Associated with this era of civicness is the fine old library, also in yellow sandstone, now threatened with closure and demolition. Upstairs there was a small museum which recorded Grangemouth's history, from its origins as a canal town along the Forth and Clyde canal in the early 19th century, and the subsequent development of its port – once a major contact point with Scandinavia and the Baltic. Indeed, in the late 19th century it was possible to board a passenger ship from Grangemouth far up the Firth of Forth and set foot in Bergen or Stavanger. There was a regular service. No longer. This route closed up a long time ago, but worse, there is now no passenger shipping service connecting Scotland with Scandinavia. The car-ferry which long operated from Newcastle to Bergen and which served central Scotland comfortably, was closed in 2008. Remarkable, considering the centuries-long links with Scandinavia and the Baltic that all the east coast burghs had, that we are now more cut off by sea route from our nearest neighbours than we were in the days of Malcolm Canmore.
But to return to my grandfather. He had angina and knew the end was near. In the week before he died he went to the Town Hall where he had invested his life's savings, and withdrew the lot. It amounted to just over £1,000, and he duly summoned my mother and her siblings to collect their 1/4 shares. I remember mum saying that he 'had gone tae the toon,' to withdraw his savings, and that was the first I was aware that there was such a thing as a municipal bank, and that you could put 'money in the toon'. It was just as well pappy took out the lot, as I have no idea what happened to these funds once Grangemouth Town Council merged with Falkirk District Council a few months later. I would dearly like to know what happened. And why municipal banks have since fallen out of practice.
This bank evidently took deposits from a very local area, and offered security for deposits in return for moderate rates of interest. I assume 'the toon' also lent as well as received deposits. Perhaps it lent principally to itself, for its own civic purposes, receiving in addition its rates as a constant income stream and guarantor of funds? My grandfather was proud to invest in 'the toon'. It gave him a feeling of pride and belonging, and moreover, of control over his life. And happiness is largely about feeling in control of your life. You could eye-ball the bankers. They were answerable to elected councillors. Their salaries were established by local committee.
This is very pertinent today, as people no longer trust banks. Commentator after commentator has spoken of the need to separate 'retail banking' (that's the ordinary business of deposits and loans so vital for mortgages and small businesses) from the dangerous business of 'investment banking' (that's casino capitalism and fat-cat salaries). Let the casino capitalists fail, they say. They take the risk – and the profit – so let them take the consequences.
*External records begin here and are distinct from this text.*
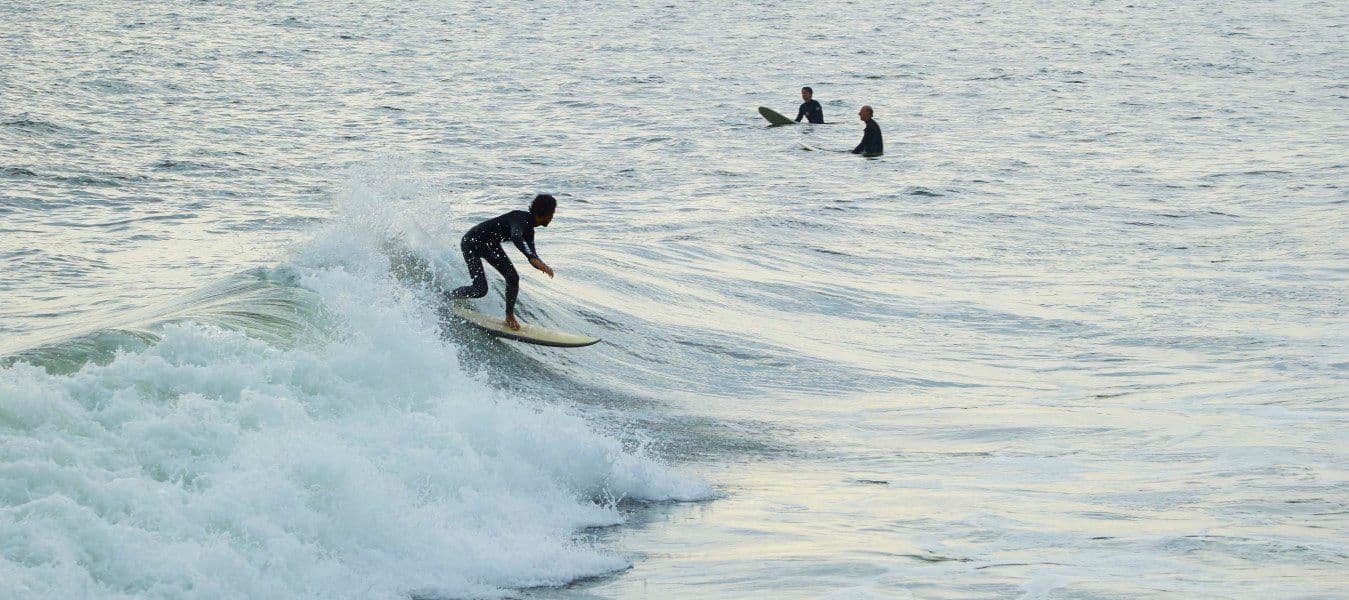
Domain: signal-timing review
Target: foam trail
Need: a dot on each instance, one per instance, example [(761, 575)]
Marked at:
[(360, 464)]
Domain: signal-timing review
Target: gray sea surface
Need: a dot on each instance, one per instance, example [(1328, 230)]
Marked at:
[(1079, 333)]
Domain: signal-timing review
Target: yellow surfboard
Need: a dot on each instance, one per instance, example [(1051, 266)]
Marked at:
[(528, 333)]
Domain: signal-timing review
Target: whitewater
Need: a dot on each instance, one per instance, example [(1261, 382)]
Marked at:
[(1081, 333)]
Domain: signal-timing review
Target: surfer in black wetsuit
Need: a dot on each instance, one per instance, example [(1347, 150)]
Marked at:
[(870, 144), (484, 243), (810, 108)]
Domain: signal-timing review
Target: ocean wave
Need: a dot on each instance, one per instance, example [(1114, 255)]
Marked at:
[(301, 432)]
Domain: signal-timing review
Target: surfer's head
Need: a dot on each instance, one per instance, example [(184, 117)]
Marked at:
[(542, 209)]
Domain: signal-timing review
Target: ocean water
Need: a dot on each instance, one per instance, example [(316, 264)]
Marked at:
[(1081, 333)]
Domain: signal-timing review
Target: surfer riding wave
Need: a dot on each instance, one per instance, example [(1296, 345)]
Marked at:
[(484, 243)]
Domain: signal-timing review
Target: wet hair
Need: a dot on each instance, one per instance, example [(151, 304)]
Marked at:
[(542, 204)]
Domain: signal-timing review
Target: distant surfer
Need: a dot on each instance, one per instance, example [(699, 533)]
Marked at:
[(484, 243), (870, 144), (810, 108)]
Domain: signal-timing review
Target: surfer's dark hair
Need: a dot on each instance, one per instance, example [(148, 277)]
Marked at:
[(542, 204)]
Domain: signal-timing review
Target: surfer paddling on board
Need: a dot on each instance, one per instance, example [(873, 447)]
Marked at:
[(810, 109), (870, 144), (484, 243)]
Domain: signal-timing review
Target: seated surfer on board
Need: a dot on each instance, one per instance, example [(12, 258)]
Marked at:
[(810, 108), (484, 243), (870, 144)]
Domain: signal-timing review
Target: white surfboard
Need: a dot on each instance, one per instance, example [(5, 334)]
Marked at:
[(528, 333), (775, 117)]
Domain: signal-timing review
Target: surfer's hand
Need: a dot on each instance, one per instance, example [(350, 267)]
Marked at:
[(540, 266)]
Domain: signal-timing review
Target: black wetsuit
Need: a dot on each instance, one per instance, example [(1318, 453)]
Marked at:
[(812, 112), (484, 243), (870, 144)]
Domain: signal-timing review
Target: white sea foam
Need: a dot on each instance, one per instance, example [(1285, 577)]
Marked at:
[(367, 465)]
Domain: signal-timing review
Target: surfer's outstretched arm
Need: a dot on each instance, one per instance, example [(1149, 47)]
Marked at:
[(524, 240)]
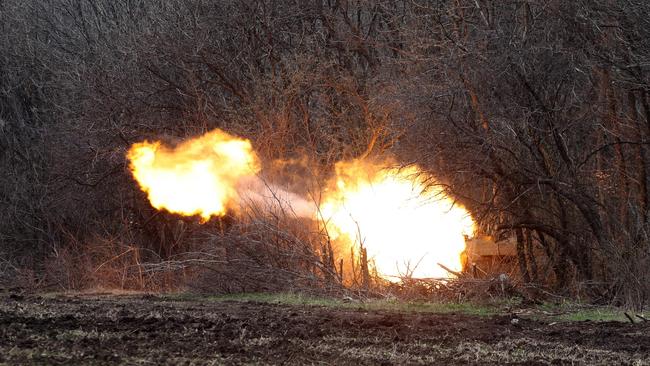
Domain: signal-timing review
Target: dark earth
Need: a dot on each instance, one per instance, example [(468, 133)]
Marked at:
[(152, 330)]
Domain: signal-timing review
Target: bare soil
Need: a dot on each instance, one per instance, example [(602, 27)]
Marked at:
[(146, 330)]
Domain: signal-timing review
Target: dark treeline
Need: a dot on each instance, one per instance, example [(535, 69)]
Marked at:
[(535, 114)]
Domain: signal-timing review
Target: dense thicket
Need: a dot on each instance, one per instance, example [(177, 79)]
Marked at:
[(535, 114)]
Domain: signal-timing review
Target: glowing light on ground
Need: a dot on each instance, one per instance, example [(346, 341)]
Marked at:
[(197, 177), (406, 225)]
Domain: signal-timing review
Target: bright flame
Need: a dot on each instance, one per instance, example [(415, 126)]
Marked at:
[(406, 224), (197, 177)]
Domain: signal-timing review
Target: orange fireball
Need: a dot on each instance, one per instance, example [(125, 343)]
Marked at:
[(197, 177), (406, 224)]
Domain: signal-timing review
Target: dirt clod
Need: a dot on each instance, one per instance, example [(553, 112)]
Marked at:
[(152, 330)]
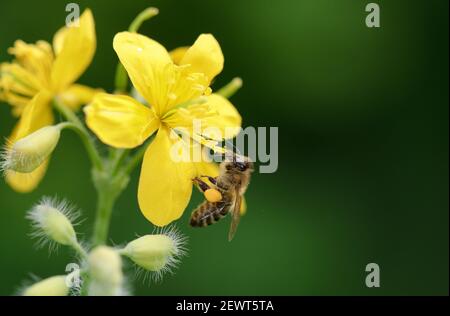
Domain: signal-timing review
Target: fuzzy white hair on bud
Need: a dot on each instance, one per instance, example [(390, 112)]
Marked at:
[(52, 222), (28, 153), (157, 254)]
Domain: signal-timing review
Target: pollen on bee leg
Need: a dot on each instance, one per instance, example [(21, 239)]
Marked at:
[(213, 195)]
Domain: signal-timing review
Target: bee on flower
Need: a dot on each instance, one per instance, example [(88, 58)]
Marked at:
[(177, 88)]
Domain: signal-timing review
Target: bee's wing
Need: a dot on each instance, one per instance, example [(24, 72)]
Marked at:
[(236, 215)]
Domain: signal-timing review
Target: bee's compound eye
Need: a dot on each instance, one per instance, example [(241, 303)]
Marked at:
[(212, 195)]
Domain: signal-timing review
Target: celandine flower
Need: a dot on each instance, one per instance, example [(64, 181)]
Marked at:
[(158, 253), (39, 73), (178, 94)]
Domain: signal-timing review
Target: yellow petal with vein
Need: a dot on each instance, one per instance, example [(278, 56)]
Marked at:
[(120, 121), (146, 62), (205, 56), (165, 185)]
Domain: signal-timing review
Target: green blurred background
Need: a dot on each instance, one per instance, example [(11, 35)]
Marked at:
[(363, 158)]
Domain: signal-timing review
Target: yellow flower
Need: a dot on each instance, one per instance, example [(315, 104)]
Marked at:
[(172, 88), (39, 73)]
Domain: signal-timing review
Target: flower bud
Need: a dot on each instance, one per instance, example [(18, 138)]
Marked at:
[(53, 286), (105, 269), (157, 253), (52, 220), (28, 153)]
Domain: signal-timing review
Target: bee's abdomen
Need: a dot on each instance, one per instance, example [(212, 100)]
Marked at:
[(208, 213)]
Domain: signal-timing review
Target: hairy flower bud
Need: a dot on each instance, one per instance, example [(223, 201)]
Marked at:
[(105, 270), (52, 220), (53, 286), (28, 153), (157, 253)]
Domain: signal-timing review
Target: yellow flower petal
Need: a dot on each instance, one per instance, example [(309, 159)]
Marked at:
[(212, 169), (120, 121), (165, 186), (146, 62), (205, 56), (243, 209), (77, 95), (74, 48), (178, 53), (36, 114), (226, 123)]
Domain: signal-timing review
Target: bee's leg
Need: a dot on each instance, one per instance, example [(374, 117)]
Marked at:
[(201, 184), (211, 179)]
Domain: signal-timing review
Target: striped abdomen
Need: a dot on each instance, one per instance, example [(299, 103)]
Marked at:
[(208, 213)]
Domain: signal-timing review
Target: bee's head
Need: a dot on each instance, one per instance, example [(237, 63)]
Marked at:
[(240, 165)]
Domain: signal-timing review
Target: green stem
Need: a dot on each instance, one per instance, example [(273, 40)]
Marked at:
[(136, 158), (121, 78)]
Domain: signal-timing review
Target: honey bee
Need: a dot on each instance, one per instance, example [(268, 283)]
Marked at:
[(225, 194)]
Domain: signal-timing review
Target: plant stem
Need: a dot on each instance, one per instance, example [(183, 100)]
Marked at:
[(87, 140), (105, 204)]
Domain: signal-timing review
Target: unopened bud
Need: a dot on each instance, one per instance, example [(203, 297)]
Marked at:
[(105, 269), (157, 253), (28, 153), (53, 286)]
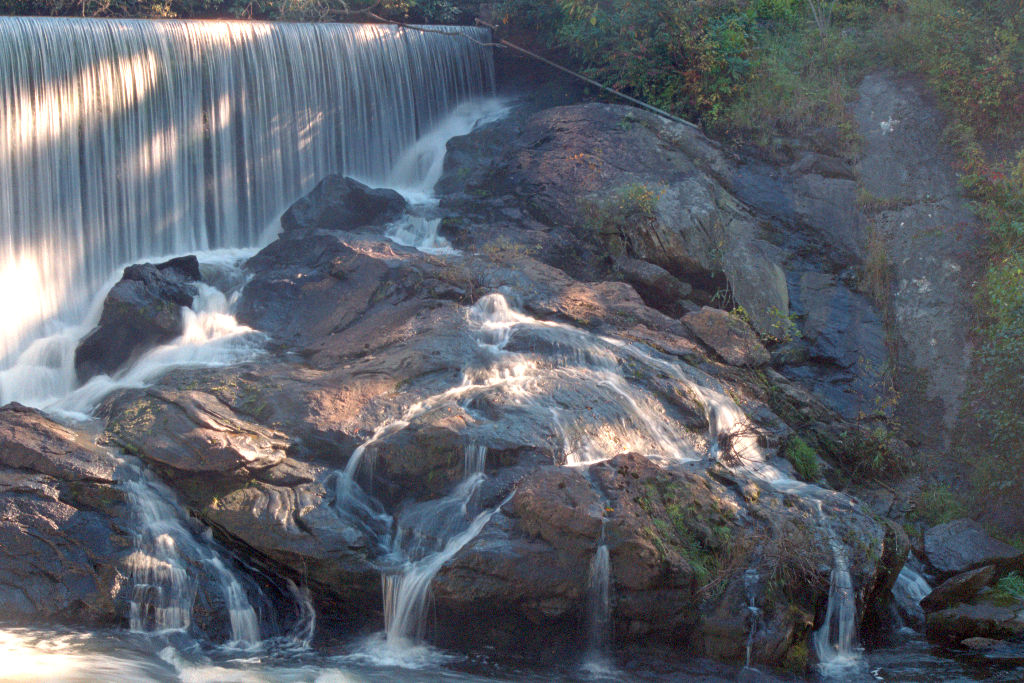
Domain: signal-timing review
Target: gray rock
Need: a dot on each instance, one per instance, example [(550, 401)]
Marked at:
[(342, 204), (143, 309), (956, 589), (658, 288), (192, 431), (65, 528), (953, 625), (963, 545), (728, 336)]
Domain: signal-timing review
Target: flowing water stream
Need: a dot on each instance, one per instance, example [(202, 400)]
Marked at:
[(169, 137)]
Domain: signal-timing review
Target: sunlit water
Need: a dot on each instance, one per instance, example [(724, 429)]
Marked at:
[(122, 139)]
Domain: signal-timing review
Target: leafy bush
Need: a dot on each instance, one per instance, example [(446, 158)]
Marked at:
[(1012, 585), (937, 505), (803, 459)]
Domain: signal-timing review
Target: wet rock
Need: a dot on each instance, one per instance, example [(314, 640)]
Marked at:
[(952, 625), (844, 337), (65, 528), (30, 440), (192, 431), (956, 589), (143, 309), (339, 203), (296, 532), (578, 166), (981, 643), (728, 336), (658, 288), (963, 545)]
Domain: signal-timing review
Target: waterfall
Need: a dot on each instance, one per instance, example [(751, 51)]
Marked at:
[(124, 139), (910, 588), (163, 567), (835, 642)]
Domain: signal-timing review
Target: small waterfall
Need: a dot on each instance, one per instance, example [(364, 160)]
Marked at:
[(835, 642), (432, 523), (599, 610), (751, 581), (164, 588), (211, 336), (124, 139), (305, 626), (910, 588)]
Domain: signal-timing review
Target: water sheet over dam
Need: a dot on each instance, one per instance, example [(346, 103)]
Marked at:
[(124, 139)]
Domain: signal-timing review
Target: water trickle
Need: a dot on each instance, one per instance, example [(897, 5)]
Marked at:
[(599, 608), (173, 136), (164, 586), (751, 581), (909, 590), (211, 337), (835, 642)]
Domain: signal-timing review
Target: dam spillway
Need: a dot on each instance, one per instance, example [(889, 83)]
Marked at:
[(123, 139)]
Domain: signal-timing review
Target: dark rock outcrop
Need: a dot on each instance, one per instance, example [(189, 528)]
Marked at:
[(65, 527), (143, 309), (953, 625), (728, 336), (339, 203), (963, 545), (957, 589)]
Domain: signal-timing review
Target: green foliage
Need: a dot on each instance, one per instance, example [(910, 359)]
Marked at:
[(936, 505), (1012, 586), (803, 459), (439, 11), (613, 218)]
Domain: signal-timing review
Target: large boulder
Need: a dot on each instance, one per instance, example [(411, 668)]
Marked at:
[(958, 589), (192, 431), (963, 545), (339, 203), (66, 528), (143, 309), (953, 625), (728, 336), (587, 181)]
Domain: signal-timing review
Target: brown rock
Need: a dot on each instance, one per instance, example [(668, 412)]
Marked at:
[(985, 621), (956, 589), (963, 544), (728, 336)]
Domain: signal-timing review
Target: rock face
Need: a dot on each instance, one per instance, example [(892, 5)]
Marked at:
[(339, 203), (728, 336), (513, 408), (963, 545), (65, 528), (143, 309), (595, 179), (956, 589), (975, 621), (920, 213)]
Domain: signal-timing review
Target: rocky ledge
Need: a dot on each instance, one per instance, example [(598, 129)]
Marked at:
[(565, 367)]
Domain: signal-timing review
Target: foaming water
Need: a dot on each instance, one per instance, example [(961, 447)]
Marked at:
[(122, 138), (419, 168), (44, 376), (164, 588)]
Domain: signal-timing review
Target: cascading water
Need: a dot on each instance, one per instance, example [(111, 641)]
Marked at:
[(909, 590), (589, 372), (835, 642), (751, 580), (599, 609), (125, 139), (163, 587)]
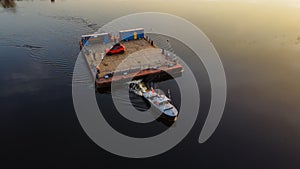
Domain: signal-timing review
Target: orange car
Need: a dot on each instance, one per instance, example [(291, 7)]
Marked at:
[(117, 48)]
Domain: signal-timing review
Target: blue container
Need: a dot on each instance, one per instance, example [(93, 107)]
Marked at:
[(131, 34)]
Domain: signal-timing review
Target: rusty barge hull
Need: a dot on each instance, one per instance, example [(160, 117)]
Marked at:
[(165, 73)]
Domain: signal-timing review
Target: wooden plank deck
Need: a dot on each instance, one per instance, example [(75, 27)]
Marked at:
[(139, 59)]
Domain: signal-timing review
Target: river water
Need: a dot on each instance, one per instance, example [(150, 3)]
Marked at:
[(258, 43)]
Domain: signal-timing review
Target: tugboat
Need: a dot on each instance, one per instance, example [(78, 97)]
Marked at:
[(160, 102)]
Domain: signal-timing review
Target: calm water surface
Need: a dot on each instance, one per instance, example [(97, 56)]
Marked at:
[(258, 43)]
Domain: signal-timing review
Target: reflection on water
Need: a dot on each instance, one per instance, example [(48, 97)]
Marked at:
[(8, 3), (258, 43)]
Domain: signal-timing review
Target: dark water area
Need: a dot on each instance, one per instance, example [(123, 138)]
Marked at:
[(258, 43)]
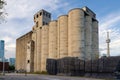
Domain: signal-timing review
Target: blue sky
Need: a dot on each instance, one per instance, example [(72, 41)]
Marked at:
[(20, 19)]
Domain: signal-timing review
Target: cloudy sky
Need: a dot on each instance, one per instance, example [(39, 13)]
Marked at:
[(20, 20)]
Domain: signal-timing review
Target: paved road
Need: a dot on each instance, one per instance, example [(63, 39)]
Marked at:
[(40, 77)]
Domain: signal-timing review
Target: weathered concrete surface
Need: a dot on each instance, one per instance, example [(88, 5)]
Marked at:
[(40, 77)]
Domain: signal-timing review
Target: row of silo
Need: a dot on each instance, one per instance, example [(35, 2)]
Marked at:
[(73, 35), (76, 41), (53, 39), (44, 47), (62, 35), (88, 37), (95, 39)]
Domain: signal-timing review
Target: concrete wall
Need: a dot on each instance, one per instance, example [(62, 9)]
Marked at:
[(72, 35), (53, 40), (21, 50), (76, 33), (44, 47), (62, 39)]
Municipal banks (or at least, municipal borrowing and lending) have a long pedigree in Scottish burgh life, going back to the establishment of 'royal burghs' with considerable powers of self-government. Burghs established by royal charter had the powers of the Crown in certain delegated areas. In Europe many such medieval chartered towns like Amsterdam became 'city-states'. Alex Salmond has recently discovered when setting up his Scottish Futures Trust that the Scottish Government does not enjoy the right under the Scotland Act to borrow money from abroad as a 'corporation' and issue bonds in the way that, apparently, municipal authorities do – which may reflect their authority having derived from the erstwhile sovereign Scottish crown, pre-1603.
Municipal banks may restore public confidence, but to work they must be locally autonomous, and never hijacked by the Scottish Government.